On touche le fond. La culture malgache est réputée respectueuse des morts. Plusieurs proverbes l’attestent. « Ny Malagasy tsy miady amam-paty », « Ny maty tsy arahin-trosa ».
Littéralement on ne se dispute pas avec un mort. Un mort est affranchi de ses dettes.
Ailleurs, on n’absout pas un mort de ses péchés et de ses actes répréhensibles commis de son vivant.
Ces derniers temps, ces valeurs culturelles semblent rejoindre les musées. Les divergences politiques poussent jusqu’à l’oubli ce qu’on a de sacré devant les morts. C’est le moins que l’on puisse dire. Deux personnalités viennent de disparaître en l’espace de quelques jours mais elles ont été victimes d’un traitement « spécial ».

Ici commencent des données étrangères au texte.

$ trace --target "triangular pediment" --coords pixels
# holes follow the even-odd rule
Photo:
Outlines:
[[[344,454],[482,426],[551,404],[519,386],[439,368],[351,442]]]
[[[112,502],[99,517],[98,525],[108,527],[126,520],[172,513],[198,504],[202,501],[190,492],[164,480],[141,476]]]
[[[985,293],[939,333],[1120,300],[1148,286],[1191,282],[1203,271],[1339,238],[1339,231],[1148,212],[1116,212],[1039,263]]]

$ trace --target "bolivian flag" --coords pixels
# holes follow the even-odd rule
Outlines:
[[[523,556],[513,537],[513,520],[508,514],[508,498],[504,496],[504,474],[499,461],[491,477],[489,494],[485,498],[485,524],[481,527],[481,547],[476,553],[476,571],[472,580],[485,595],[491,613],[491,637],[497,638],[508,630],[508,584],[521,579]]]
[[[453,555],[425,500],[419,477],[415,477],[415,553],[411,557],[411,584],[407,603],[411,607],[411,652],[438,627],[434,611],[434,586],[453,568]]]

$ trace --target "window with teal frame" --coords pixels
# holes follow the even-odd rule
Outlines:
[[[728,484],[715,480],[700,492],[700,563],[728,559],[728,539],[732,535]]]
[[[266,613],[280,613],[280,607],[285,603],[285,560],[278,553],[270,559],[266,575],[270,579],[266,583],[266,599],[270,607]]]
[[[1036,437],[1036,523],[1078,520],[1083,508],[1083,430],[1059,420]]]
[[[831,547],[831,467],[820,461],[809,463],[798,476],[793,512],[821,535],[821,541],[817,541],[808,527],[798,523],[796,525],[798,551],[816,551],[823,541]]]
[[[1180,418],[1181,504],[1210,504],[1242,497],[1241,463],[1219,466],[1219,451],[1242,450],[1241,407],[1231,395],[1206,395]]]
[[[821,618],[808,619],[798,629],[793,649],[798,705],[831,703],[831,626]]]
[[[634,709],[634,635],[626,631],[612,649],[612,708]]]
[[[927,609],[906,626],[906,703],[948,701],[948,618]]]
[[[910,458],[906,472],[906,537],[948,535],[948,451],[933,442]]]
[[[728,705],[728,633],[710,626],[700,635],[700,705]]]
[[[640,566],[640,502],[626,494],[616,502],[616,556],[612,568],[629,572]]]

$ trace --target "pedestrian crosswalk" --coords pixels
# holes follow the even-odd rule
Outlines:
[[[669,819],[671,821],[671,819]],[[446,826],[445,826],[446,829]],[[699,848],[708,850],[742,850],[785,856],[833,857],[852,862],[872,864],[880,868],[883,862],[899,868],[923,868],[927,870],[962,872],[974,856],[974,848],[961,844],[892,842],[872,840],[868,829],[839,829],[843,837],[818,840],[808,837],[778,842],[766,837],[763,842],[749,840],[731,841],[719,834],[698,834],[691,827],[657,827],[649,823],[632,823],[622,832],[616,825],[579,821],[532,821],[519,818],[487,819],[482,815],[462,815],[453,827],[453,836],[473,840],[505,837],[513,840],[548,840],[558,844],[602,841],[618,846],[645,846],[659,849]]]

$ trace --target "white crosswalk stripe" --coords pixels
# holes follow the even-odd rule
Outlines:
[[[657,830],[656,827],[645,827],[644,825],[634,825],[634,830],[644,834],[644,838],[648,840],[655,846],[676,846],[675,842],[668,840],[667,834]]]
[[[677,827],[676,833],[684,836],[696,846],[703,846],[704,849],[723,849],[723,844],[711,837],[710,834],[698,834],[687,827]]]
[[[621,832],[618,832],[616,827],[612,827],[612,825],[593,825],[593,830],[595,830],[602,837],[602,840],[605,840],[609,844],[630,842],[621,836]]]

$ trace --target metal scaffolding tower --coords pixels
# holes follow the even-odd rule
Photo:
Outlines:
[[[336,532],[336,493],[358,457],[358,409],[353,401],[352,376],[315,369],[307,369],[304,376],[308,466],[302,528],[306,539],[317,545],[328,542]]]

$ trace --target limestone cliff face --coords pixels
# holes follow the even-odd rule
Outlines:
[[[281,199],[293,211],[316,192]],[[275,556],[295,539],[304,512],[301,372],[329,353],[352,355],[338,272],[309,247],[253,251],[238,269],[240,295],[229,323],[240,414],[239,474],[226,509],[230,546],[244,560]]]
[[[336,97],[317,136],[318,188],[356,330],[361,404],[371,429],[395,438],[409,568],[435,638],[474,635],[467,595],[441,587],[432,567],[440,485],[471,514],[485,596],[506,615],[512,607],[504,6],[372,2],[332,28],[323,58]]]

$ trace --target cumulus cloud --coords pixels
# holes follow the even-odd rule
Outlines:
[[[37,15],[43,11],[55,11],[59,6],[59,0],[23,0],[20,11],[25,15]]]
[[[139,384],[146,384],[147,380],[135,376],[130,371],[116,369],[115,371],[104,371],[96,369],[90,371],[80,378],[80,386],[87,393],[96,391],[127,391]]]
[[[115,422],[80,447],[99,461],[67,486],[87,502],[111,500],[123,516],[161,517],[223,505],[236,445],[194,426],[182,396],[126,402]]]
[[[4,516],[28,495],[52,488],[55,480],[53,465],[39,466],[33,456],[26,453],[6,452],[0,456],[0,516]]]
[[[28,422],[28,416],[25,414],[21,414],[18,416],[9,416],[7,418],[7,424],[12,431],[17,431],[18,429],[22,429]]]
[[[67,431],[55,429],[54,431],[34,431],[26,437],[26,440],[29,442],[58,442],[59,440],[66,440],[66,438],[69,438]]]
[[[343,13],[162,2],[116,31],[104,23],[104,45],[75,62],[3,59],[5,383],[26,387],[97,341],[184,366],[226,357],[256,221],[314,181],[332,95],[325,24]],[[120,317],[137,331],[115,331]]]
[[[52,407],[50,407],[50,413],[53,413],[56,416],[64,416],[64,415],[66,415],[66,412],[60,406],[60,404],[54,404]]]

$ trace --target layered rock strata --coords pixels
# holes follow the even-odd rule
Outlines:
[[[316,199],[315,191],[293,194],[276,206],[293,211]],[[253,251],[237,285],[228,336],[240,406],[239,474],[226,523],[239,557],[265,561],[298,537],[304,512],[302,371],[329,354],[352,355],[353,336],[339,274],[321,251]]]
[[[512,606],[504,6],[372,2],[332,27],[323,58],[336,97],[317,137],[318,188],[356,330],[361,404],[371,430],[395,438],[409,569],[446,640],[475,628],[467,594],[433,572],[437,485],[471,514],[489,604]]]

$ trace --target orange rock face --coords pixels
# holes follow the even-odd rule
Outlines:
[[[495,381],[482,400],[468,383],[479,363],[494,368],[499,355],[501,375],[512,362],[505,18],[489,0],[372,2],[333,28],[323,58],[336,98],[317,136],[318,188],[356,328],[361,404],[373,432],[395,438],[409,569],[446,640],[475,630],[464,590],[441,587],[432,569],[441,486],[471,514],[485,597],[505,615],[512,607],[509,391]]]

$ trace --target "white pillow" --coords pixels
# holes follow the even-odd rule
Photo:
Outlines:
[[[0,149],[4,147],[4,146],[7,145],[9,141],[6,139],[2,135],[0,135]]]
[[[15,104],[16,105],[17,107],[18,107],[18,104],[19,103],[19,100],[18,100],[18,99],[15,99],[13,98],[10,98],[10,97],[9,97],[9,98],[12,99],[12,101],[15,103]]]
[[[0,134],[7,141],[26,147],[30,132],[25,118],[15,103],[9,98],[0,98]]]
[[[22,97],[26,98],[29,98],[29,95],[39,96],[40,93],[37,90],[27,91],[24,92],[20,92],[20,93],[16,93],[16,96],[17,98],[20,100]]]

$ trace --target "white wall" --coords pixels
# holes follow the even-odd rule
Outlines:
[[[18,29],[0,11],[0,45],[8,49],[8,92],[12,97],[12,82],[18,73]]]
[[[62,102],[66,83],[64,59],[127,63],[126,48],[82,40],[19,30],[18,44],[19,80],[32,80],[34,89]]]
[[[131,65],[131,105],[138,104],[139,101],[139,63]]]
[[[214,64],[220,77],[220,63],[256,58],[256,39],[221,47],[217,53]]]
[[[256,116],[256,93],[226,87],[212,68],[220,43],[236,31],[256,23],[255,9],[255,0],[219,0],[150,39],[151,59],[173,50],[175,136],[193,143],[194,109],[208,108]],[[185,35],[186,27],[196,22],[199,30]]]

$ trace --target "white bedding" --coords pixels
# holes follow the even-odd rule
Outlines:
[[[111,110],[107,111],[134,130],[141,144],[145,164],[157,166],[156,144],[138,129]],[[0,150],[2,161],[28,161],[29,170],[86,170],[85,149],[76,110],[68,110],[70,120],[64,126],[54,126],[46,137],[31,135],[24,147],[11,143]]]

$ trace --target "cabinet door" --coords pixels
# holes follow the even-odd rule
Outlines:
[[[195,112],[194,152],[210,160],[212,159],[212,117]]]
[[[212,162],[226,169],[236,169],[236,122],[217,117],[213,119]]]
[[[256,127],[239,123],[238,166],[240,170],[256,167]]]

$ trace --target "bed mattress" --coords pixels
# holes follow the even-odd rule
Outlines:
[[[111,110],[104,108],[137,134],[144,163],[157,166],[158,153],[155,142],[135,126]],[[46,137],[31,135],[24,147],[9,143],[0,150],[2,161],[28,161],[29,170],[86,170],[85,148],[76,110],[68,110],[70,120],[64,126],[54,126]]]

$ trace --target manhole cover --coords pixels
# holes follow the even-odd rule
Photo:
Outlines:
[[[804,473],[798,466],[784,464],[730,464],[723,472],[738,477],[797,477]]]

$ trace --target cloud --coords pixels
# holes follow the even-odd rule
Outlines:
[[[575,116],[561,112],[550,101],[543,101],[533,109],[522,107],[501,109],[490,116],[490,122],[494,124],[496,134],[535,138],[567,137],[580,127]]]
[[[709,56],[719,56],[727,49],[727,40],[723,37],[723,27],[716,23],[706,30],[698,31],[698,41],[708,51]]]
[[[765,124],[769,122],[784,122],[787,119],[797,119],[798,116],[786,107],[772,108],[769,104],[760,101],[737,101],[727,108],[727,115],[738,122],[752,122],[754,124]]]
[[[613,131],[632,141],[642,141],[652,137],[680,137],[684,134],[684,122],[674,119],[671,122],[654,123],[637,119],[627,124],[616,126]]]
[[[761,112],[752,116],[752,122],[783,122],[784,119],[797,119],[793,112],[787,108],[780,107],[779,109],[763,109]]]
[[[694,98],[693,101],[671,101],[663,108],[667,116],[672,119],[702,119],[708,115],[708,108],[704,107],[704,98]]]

Le député de Faratsiho, Honoré Rasolonjatovo subitement disparu après avoir démissionné de son poste de vice-président de l’Assemblée nationale, n’a eu droit qu’à l’hommage de ses collègues de l’opposition lors du passage de la dépouille au Palais de Tsimbazaza. Sauf erreur, il n’a eu droit à aucune distinction honorifique à titre posthume. Selon ses amis députés, c’était pourtant un bienfaiteur comme il n’en existe plus beaucoup. C’était également un capitaine d’entreprise qui faisait vivre des centaines de personnes.
Hier, la reine du Salegy Ninie Donia a rendu l’âme dans l’ambulance qui l’a conduite vers un hôpital après avoir eu une crise à la prison de Nosy Be où elle était détenue depuis juin 2022. Elle a succombé à un cancer de pancréas qui l’a minée en prison. Elle était membre du parti TIM.
Sitôt sa mort annoncée sur les réseaux sociaux, des commentaires méprisants fusaient de partout. Certains ont avancé qu’elle a succombé à cause du résultat de l’élection. D’autres proféraient carrément des insultes. On est tombé bien bas.
Au-delà de ses démêlés avec la justice et ses options politiques, son statut de grand artiste méritait un minimum de déférence. Si on en arrive à cette haine viscérale pour des choix politiques, ça craint pour l’avenir. La devise de la République prône plutôt l’amour et non le mépris de ses compatriotes de quelque bord qu’ils soient.
On tient peut-être cette hostilité réciproque du fameux ni…ni de la fameuse feuille de route qui a cloisonné le microcosme politique en deux camps bien distincts. Aujourd’hui, force est de constater que depuis la campagne électorale émaillée de violents affrontements à cette disparition de Ninie Donia qu’il a été néfaste. Paix à son âme.